Surprised they left out “The Heart of Rock & Roll” by Loopey Lewis & The News and Eddie Murphy’s “Party All the Time”.
ai-fucking-eee…
Here’s where I have to defend the 80’s from this crime against everything and everyone I hold dear. Well, not really. I mean these songs were either all or mostly from “the 80s”, but I had the same relationship to them as I had to Patrick Swayze movies — they made everything worse, but it was basically an annoyance rather than an epoch-defining cultural moment (’cept that Joan Jett song. She’s the fucking balls).
But to me, and I suspect most of you, the 1980’s were a massively underrated time for music. The Mats, Husker Du, Joy Division/New Order, The Pixies, Dinosaur Jr., Sonic Youth, Public Enemy, Black Flag, Minutemen, Bad Brains, The Smiths, The Cure, etc. Your milage may vary, of course, and there are tons of bands I’m not thinking about or listing at the moment. To think that London Calling came out around the time of those Journey songs should put it in a better perspective.
You could have grown up and existed in a happy (well, slightly angsty and rebellious) alternate universe from this broadway shit, which was even at the time thought of, and known, as broadway-style bullshit.
What I really dread actually, is that Broadway decides to take on CBGB: The Musical.
Maybe they should upgrade the lead – Clay Aiken!
sorry. should’ve issued a barf alert…
I saw “Eric Clapton is dead” and thought OH SWEET JESUS. Don’t do that.
Chris Daughtry can play the dad, Taylor Hicks can play the gay uncle.
Grace Slick can play crazy great-aunt Wanda, Tommy Shaw can play her tetched-in-the-head boarder Gus, and Dennis DeYoung can play Rev. Wiener, the strange Episcopal priest at St. Dominatrix parish.

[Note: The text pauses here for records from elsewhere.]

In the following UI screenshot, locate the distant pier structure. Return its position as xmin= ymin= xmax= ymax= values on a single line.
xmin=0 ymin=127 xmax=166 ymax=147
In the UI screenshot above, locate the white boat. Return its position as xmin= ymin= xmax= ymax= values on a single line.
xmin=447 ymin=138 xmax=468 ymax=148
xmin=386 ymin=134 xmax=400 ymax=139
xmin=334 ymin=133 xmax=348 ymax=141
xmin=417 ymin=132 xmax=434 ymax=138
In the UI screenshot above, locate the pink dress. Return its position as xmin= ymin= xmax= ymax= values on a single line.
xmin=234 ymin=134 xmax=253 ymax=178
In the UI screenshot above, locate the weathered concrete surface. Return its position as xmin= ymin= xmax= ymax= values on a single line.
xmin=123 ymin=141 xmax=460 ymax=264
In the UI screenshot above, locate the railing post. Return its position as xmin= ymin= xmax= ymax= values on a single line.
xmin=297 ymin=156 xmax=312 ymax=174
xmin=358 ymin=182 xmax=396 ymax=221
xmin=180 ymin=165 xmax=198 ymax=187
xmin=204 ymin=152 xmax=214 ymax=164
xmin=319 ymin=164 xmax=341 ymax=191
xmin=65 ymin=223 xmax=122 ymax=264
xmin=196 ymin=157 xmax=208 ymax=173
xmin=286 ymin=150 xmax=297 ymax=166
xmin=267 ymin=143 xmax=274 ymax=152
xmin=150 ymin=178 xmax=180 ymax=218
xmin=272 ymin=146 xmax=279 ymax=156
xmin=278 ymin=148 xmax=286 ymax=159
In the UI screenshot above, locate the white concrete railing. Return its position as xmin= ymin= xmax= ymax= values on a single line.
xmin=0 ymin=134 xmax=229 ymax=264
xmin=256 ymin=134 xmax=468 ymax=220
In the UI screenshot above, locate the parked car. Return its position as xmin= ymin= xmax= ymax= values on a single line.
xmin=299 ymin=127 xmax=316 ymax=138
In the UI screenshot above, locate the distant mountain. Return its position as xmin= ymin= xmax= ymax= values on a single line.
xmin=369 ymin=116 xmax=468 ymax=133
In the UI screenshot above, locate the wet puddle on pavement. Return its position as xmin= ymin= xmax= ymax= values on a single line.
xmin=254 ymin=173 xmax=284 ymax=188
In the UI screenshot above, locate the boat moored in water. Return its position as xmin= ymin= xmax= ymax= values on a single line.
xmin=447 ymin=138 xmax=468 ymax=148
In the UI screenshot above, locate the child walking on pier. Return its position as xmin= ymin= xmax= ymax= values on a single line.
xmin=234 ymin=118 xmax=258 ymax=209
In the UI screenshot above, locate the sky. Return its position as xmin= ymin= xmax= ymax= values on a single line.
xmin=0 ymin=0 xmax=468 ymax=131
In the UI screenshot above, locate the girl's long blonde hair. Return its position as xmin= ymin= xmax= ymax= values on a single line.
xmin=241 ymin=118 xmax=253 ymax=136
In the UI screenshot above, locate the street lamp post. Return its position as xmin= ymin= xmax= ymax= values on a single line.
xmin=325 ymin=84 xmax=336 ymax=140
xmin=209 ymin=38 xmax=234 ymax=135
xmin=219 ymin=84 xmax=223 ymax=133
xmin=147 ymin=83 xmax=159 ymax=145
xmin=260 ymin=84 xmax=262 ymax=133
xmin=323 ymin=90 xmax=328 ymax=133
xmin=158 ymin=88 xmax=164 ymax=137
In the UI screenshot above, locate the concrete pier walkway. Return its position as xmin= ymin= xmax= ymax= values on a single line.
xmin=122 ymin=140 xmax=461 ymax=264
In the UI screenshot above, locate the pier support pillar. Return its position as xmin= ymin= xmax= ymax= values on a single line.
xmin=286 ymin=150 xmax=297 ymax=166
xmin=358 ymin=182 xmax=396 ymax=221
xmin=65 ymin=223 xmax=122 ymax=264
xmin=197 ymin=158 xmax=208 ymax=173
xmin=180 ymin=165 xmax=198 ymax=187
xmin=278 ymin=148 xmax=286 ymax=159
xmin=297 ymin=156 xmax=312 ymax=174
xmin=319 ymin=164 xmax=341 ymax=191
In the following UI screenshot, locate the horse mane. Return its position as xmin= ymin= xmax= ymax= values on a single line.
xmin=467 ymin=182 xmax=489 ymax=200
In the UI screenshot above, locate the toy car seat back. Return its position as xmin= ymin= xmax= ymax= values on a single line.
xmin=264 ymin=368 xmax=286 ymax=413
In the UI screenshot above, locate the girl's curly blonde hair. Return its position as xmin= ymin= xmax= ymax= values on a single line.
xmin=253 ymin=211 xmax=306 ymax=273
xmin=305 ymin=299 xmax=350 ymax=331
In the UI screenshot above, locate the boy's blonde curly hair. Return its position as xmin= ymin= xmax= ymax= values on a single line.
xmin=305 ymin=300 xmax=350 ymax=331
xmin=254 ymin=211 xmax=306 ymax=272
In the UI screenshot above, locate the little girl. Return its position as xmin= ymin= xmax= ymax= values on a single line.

And BonJovi can play Spud, the bartender.
Now that you mentioned Chris Daughtry, I just want to chime in and wish Scott Stapp a hearty FUCK YOU!
Merry Christmas!
This tripe exists solely to extract money from tourists bused in for that explict purpose. In might be playing on Broadway, but it is most certainly not of Broadway.